What is different for fine-tuning?
What is different for performance profiling?
What is different for inference?
What if I want to use a larger system?
Can I use HuggingFace models?
Are there Jupyter notebooks for IPUs I can try?
What can I do if I get out of memory errors?
Can I use CUDA code with IPUs?
Where can I find some example code?

2. Poplar SDK

The Poplar® SDK is a complete tool chain for creating graph software in machine learning. Poplar integrates with industry-standard frameworks including TensorFlow, PyTorch, PyTorch Geometric, PyTorch Lightning and Open Neural Network Exchange (ONNX), enabling you to run your machine learning models on IPUs. Models are compiled by Poplar to run in parallel on one or more IPUs.

3. Training on IPUs

There are a few changes that you will need to make to your model when starting to use IPUs instead of GPUs for training. What you will need to change depends on the framework that you originally used for your model.

3.1. PyTorch models

If you want to use IPUs for training your PyTorch model, you will need to use PyTorch for the IPU.

PyTorch for the IPU (also known as PopTorch) is a set of extensions for PyTorch to enable PyTorch models to run directly on the IPU. PopTorch compiles PyTorch models into Poplar executables and also provides IPU-specific functions.

You only need to make a minor change to your PyTorch model in order to be able to use it on the IPU for training. You need to add a training wrapper.
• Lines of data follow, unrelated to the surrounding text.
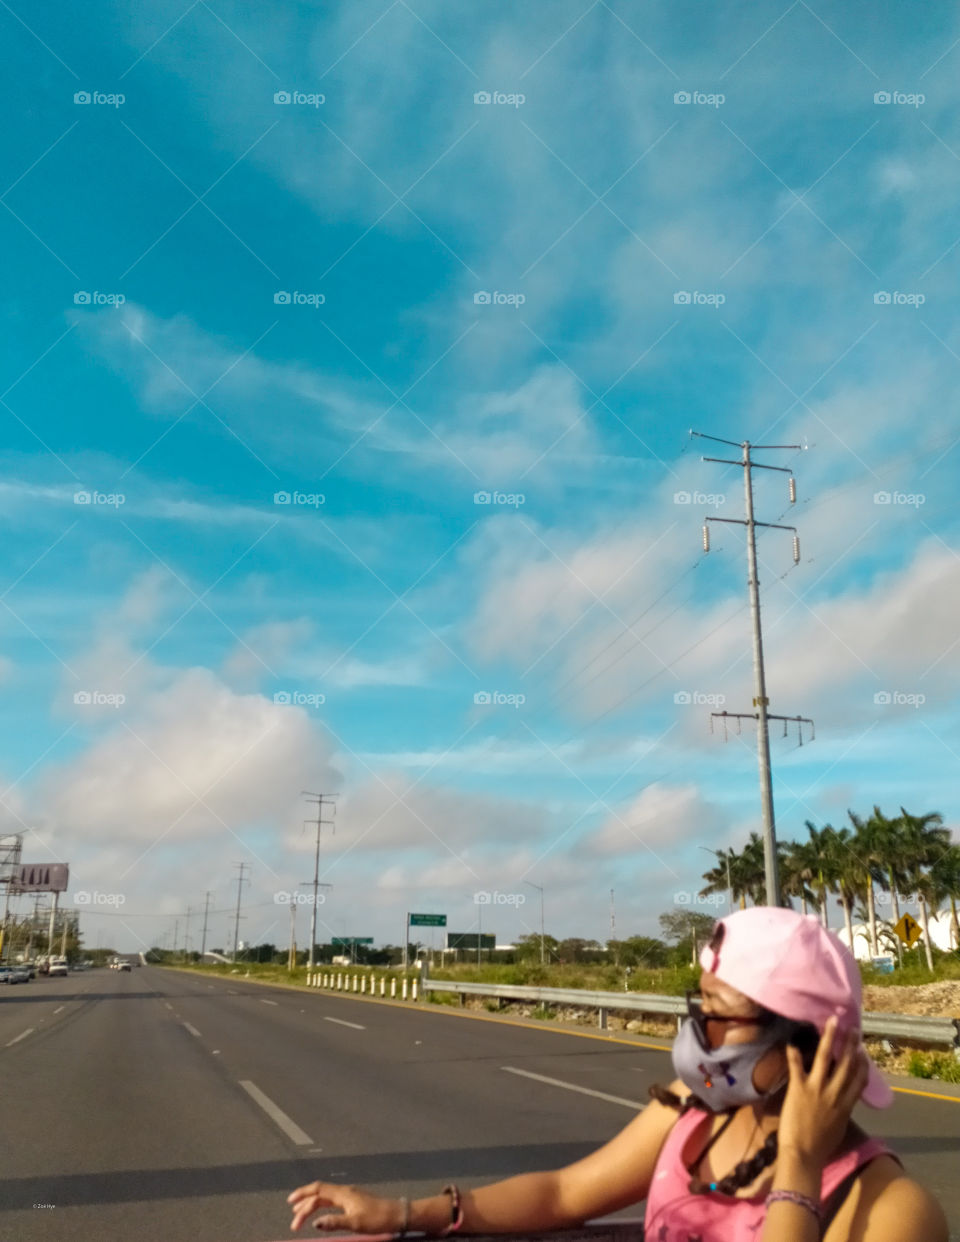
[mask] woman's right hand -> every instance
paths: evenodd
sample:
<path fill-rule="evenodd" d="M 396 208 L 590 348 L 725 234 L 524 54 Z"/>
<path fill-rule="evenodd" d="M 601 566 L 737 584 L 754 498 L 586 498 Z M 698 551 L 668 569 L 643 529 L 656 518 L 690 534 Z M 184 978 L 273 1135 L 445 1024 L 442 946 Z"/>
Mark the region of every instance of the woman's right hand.
<path fill-rule="evenodd" d="M 320 1208 L 339 1208 L 314 1222 L 315 1229 L 327 1231 L 352 1230 L 354 1233 L 399 1233 L 403 1228 L 403 1204 L 399 1199 L 382 1199 L 367 1194 L 356 1186 L 338 1186 L 334 1182 L 310 1182 L 298 1186 L 287 1196 L 293 1209 L 290 1228 L 300 1228 Z"/>

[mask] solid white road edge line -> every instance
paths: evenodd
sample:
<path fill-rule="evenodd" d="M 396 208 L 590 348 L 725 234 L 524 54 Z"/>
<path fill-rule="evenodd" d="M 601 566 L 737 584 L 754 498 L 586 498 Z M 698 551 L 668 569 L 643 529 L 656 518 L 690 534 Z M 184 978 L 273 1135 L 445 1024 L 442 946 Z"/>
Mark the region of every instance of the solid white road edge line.
<path fill-rule="evenodd" d="M 324 1022 L 336 1022 L 337 1026 L 352 1026 L 355 1031 L 365 1031 L 367 1028 L 361 1026 L 359 1022 L 346 1022 L 343 1018 L 324 1018 Z"/>
<path fill-rule="evenodd" d="M 278 1005 L 279 1003 L 279 1001 L 265 1000 L 262 996 L 260 997 L 261 1005 Z"/>
<path fill-rule="evenodd" d="M 200 1032 L 195 1026 L 191 1026 L 189 1022 L 184 1022 L 183 1025 L 187 1028 L 191 1035 L 196 1035 L 197 1039 L 200 1038 Z"/>
<path fill-rule="evenodd" d="M 263 1111 L 267 1114 L 271 1121 L 284 1132 L 288 1139 L 291 1139 L 298 1147 L 312 1147 L 313 1139 L 304 1130 L 301 1130 L 292 1118 L 288 1117 L 282 1108 L 278 1108 L 268 1095 L 264 1095 L 255 1082 L 241 1082 L 247 1095 L 254 1100 Z"/>
<path fill-rule="evenodd" d="M 25 1031 L 21 1031 L 15 1039 L 11 1039 L 10 1043 L 7 1044 L 7 1047 L 12 1048 L 14 1044 L 19 1044 L 21 1039 L 26 1039 L 28 1035 L 32 1035 L 35 1029 L 35 1027 L 28 1026 L 27 1029 Z"/>
<path fill-rule="evenodd" d="M 638 1112 L 646 1108 L 638 1100 L 626 1100 L 622 1095 L 607 1095 L 606 1091 L 593 1091 L 590 1087 L 581 1087 L 574 1082 L 562 1082 L 559 1078 L 547 1078 L 545 1074 L 533 1074 L 530 1070 L 515 1069 L 512 1065 L 501 1065 L 508 1074 L 519 1074 L 521 1078 L 532 1078 L 535 1082 L 545 1082 L 551 1087 L 563 1087 L 565 1091 L 578 1091 L 580 1095 L 592 1095 L 597 1100 L 607 1100 L 610 1104 L 622 1104 L 624 1108 L 632 1108 Z"/>

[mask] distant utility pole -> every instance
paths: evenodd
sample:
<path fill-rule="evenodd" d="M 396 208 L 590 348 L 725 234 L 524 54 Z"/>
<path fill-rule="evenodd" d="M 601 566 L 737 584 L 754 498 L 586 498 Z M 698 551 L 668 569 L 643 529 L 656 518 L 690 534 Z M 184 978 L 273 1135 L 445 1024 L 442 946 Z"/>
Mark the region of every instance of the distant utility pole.
<path fill-rule="evenodd" d="M 537 889 L 540 893 L 540 965 L 542 966 L 547 960 L 543 933 L 543 886 L 541 884 L 534 884 L 533 880 L 524 880 L 524 884 L 529 884 L 531 888 Z"/>
<path fill-rule="evenodd" d="M 727 522 L 734 526 L 745 526 L 747 528 L 747 586 L 750 591 L 750 615 L 753 621 L 753 683 L 754 698 L 753 706 L 756 711 L 753 712 L 711 712 L 711 717 L 718 716 L 724 721 L 726 728 L 727 719 L 735 719 L 739 728 L 739 721 L 744 719 L 756 720 L 757 722 L 757 760 L 760 766 L 760 806 L 763 814 L 763 858 L 764 873 L 766 878 L 766 897 L 768 906 L 778 906 L 780 904 L 780 879 L 777 874 L 777 834 L 773 816 L 773 782 L 770 773 L 770 731 L 768 721 L 782 720 L 784 733 L 786 733 L 787 722 L 794 721 L 800 734 L 800 744 L 803 745 L 803 726 L 810 725 L 811 734 L 813 731 L 813 721 L 808 720 L 804 716 L 774 716 L 771 715 L 767 708 L 770 700 L 767 698 L 767 682 L 763 668 L 763 634 L 760 627 L 760 584 L 757 578 L 757 534 L 758 526 L 765 526 L 771 530 L 789 530 L 793 532 L 793 561 L 794 564 L 800 563 L 800 537 L 797 534 L 795 526 L 780 526 L 776 522 L 758 522 L 753 516 L 753 471 L 754 470 L 778 470 L 783 474 L 790 476 L 790 503 L 795 504 L 797 499 L 797 484 L 793 477 L 793 471 L 788 466 L 768 466 L 763 462 L 757 462 L 750 456 L 753 452 L 771 452 L 773 450 L 785 449 L 799 452 L 801 445 L 799 444 L 751 444 L 749 440 L 743 440 L 739 444 L 736 440 L 723 440 L 719 436 L 704 435 L 701 431 L 691 431 L 691 436 L 697 436 L 702 440 L 713 440 L 717 444 L 730 444 L 734 448 L 741 451 L 739 461 L 730 461 L 724 457 L 703 457 L 701 461 L 717 462 L 724 466 L 741 466 L 743 468 L 743 486 L 744 498 L 746 502 L 745 518 L 720 518 L 708 517 L 703 525 L 703 550 L 710 551 L 710 527 L 709 522 Z"/>
<path fill-rule="evenodd" d="M 610 890 L 610 939 L 616 939 L 617 930 L 617 908 L 613 904 L 613 889 Z"/>
<path fill-rule="evenodd" d="M 190 957 L 190 916 L 192 914 L 193 914 L 193 910 L 191 909 L 190 906 L 187 906 L 187 926 L 183 933 L 183 960 L 184 961 L 187 961 L 187 959 Z"/>
<path fill-rule="evenodd" d="M 201 941 L 200 941 L 200 965 L 201 965 L 201 966 L 203 965 L 203 959 L 204 959 L 204 956 L 205 956 L 205 954 L 206 954 L 206 952 L 207 952 L 207 916 L 208 916 L 208 915 L 209 915 L 209 913 L 210 913 L 210 898 L 211 898 L 212 896 L 213 896 L 213 894 L 212 894 L 212 893 L 205 893 L 205 894 L 204 894 L 204 903 L 203 903 L 203 938 L 202 938 L 202 939 L 201 939 Z"/>
<path fill-rule="evenodd" d="M 233 924 L 233 960 L 236 961 L 237 953 L 240 948 L 240 895 L 243 892 L 243 873 L 250 864 L 239 862 L 234 863 L 233 865 L 240 868 L 240 872 L 237 876 L 237 917 Z"/>
<path fill-rule="evenodd" d="M 315 802 L 317 804 L 317 818 L 315 820 L 304 820 L 304 823 L 316 824 L 317 827 L 317 848 L 313 856 L 313 908 L 310 911 L 310 955 L 307 962 L 310 970 L 313 970 L 314 945 L 317 943 L 317 892 L 320 889 L 320 829 L 324 824 L 333 825 L 333 820 L 323 818 L 323 804 L 326 802 L 332 806 L 334 814 L 336 814 L 337 808 L 333 798 L 327 794 L 311 793 L 309 789 L 304 789 L 302 792 L 308 802 Z"/>
<path fill-rule="evenodd" d="M 173 954 L 174 957 L 177 956 L 177 932 L 179 930 L 180 930 L 180 920 L 174 919 L 173 920 L 173 948 L 171 949 L 171 953 Z"/>

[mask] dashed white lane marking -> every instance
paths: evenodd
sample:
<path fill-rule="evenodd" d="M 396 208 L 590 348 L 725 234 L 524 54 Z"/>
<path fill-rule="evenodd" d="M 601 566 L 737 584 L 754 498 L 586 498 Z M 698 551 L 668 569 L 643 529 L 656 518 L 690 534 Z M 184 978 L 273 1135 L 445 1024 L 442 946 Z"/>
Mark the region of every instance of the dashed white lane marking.
<path fill-rule="evenodd" d="M 352 1026 L 355 1031 L 365 1031 L 367 1028 L 361 1026 L 359 1022 L 347 1022 L 344 1018 L 324 1018 L 324 1022 L 336 1022 L 337 1026 Z"/>
<path fill-rule="evenodd" d="M 163 1003 L 166 1005 L 166 1007 L 167 1007 L 168 1009 L 172 1009 L 172 1008 L 173 1008 L 173 1006 L 170 1004 L 170 1002 L 169 1002 L 169 1001 L 164 1001 Z"/>
<path fill-rule="evenodd" d="M 264 998 L 261 996 L 261 997 L 260 997 L 260 1004 L 261 1004 L 261 1005 L 276 1005 L 276 1004 L 278 1004 L 278 1002 L 277 1002 L 277 1001 L 264 1000 Z"/>
<path fill-rule="evenodd" d="M 296 1143 L 298 1147 L 312 1147 L 313 1139 L 306 1131 L 301 1130 L 297 1123 L 274 1104 L 268 1095 L 264 1095 L 260 1088 L 254 1082 L 241 1082 L 240 1086 L 254 1100 L 263 1111 L 267 1114 L 271 1121 L 280 1127 L 288 1139 Z"/>
<path fill-rule="evenodd" d="M 197 1039 L 200 1038 L 200 1032 L 195 1026 L 191 1026 L 189 1022 L 184 1022 L 183 1025 L 187 1028 L 191 1035 L 196 1035 Z"/>
<path fill-rule="evenodd" d="M 624 1108 L 632 1108 L 639 1112 L 645 1105 L 638 1100 L 625 1100 L 622 1095 L 607 1095 L 606 1091 L 594 1091 L 590 1087 L 581 1087 L 575 1082 L 563 1082 L 559 1078 L 547 1078 L 545 1074 L 533 1074 L 530 1070 L 515 1069 L 512 1065 L 501 1065 L 508 1074 L 519 1074 L 521 1078 L 532 1078 L 535 1082 L 545 1082 L 550 1087 L 563 1087 L 565 1091 L 576 1091 L 580 1095 L 592 1095 L 594 1099 L 606 1100 L 610 1104 L 622 1104 Z"/>
<path fill-rule="evenodd" d="M 66 1009 L 66 1005 L 58 1005 L 53 1012 L 59 1013 L 61 1009 Z"/>
<path fill-rule="evenodd" d="M 34 1027 L 28 1026 L 27 1029 L 25 1031 L 21 1031 L 20 1034 L 16 1036 L 16 1038 L 11 1039 L 10 1042 L 7 1044 L 7 1047 L 12 1048 L 14 1044 L 19 1044 L 21 1039 L 26 1039 L 28 1035 L 32 1035 L 34 1030 L 35 1030 Z"/>

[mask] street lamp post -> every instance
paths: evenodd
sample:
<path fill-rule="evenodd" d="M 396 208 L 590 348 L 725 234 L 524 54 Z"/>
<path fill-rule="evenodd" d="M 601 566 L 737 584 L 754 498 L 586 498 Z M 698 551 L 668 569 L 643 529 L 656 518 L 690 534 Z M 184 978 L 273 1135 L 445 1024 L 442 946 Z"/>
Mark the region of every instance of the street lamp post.
<path fill-rule="evenodd" d="M 540 965 L 546 962 L 545 936 L 543 932 L 543 885 L 534 884 L 533 880 L 524 880 L 524 884 L 529 884 L 531 888 L 535 888 L 540 894 Z"/>

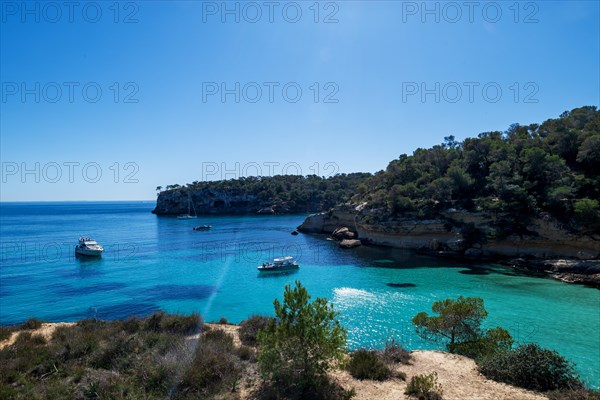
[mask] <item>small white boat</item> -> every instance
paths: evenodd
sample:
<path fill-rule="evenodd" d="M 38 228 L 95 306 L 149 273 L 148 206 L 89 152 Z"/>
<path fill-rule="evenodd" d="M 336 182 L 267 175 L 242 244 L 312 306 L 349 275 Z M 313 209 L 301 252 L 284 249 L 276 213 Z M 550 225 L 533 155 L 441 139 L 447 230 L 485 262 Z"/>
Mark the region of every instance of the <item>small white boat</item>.
<path fill-rule="evenodd" d="M 198 225 L 198 226 L 193 227 L 192 229 L 195 231 L 207 231 L 210 228 L 212 228 L 211 225 Z"/>
<path fill-rule="evenodd" d="M 79 238 L 79 244 L 75 246 L 75 253 L 82 256 L 100 256 L 104 247 L 100 246 L 95 240 L 82 236 Z"/>
<path fill-rule="evenodd" d="M 258 266 L 260 272 L 286 272 L 300 268 L 298 262 L 292 256 L 273 259 L 273 262 L 263 263 Z"/>

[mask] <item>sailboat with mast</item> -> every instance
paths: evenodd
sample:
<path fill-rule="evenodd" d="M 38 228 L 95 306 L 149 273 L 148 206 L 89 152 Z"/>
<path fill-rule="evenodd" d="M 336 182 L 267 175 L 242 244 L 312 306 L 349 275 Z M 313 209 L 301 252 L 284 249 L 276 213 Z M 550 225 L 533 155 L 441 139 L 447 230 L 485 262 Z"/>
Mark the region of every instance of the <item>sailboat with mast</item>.
<path fill-rule="evenodd" d="M 194 210 L 194 215 L 190 214 L 192 209 Z M 198 216 L 196 215 L 196 208 L 194 207 L 194 204 L 192 203 L 192 199 L 190 197 L 190 193 L 188 192 L 188 213 L 185 215 L 178 215 L 177 219 L 196 219 L 196 218 L 198 218 Z"/>

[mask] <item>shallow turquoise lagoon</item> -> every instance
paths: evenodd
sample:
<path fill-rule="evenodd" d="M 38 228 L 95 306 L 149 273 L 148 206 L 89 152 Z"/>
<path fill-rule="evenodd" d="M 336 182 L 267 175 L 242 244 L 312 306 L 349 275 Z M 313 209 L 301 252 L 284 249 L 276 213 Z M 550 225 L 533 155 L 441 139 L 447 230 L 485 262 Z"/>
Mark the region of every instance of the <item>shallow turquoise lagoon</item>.
<path fill-rule="evenodd" d="M 497 265 L 417 256 L 393 249 L 343 250 L 322 236 L 290 232 L 304 216 L 156 217 L 151 202 L 2 203 L 0 324 L 35 316 L 49 321 L 124 318 L 158 309 L 200 312 L 239 322 L 272 314 L 283 287 L 300 280 L 341 313 L 350 346 L 382 347 L 390 337 L 410 349 L 437 348 L 410 322 L 434 301 L 482 297 L 486 325 L 518 342 L 557 350 L 600 386 L 600 291 Z M 192 231 L 210 224 L 210 231 Z M 89 234 L 106 248 L 99 260 L 73 248 Z M 256 266 L 282 255 L 299 271 L 262 277 Z M 390 283 L 408 283 L 392 287 Z"/>

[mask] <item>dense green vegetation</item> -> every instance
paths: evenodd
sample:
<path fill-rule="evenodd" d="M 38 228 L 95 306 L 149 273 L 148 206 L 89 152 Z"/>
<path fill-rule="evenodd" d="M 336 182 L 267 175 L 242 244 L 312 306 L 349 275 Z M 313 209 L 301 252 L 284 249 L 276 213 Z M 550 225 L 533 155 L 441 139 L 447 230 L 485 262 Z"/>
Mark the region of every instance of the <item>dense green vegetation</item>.
<path fill-rule="evenodd" d="M 448 208 L 498 218 L 498 235 L 526 233 L 546 213 L 580 232 L 600 231 L 600 111 L 588 106 L 542 124 L 511 125 L 401 155 L 359 185 L 367 222 Z"/>
<path fill-rule="evenodd" d="M 384 381 L 392 376 L 392 370 L 376 350 L 359 349 L 353 352 L 346 369 L 350 375 L 361 380 Z"/>
<path fill-rule="evenodd" d="M 479 370 L 490 379 L 544 392 L 583 387 L 572 363 L 537 344 L 499 351 L 482 360 Z"/>
<path fill-rule="evenodd" d="M 161 193 L 171 191 L 211 190 L 230 196 L 251 194 L 267 203 L 286 202 L 290 210 L 327 210 L 340 202 L 350 200 L 358 192 L 358 185 L 370 177 L 367 173 L 337 174 L 328 178 L 316 175 L 276 175 L 271 177 L 242 177 L 239 179 L 193 182 L 185 186 L 168 185 Z"/>

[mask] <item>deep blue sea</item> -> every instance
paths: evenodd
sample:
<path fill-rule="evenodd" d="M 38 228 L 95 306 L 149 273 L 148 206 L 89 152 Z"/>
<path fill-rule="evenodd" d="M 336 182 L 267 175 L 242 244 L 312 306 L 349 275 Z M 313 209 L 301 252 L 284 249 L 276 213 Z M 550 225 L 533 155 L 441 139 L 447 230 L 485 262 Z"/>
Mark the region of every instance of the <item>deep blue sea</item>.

This function accepts a PyTorch model (torch.nn.Module) and creates a version of the model that can be executed on the IPU.

We have some examples of using PyTorch for the IPU for training, including a simple example with small data, how to achieve efficient data loading and pipelining, which is useful if your model too big to fit in the memory of one IPU.

3.2. PyTorch Geometric models

PyTorch Geometric (PyG) is a Python library built on the PyTorch framework for training Graph Neural Networks (GNNs) and is fully supported on the IPU. In order to run PyG models on the IPU you will need to make a few changes to your model as described in detail in PyTorch Geometric for the IPU.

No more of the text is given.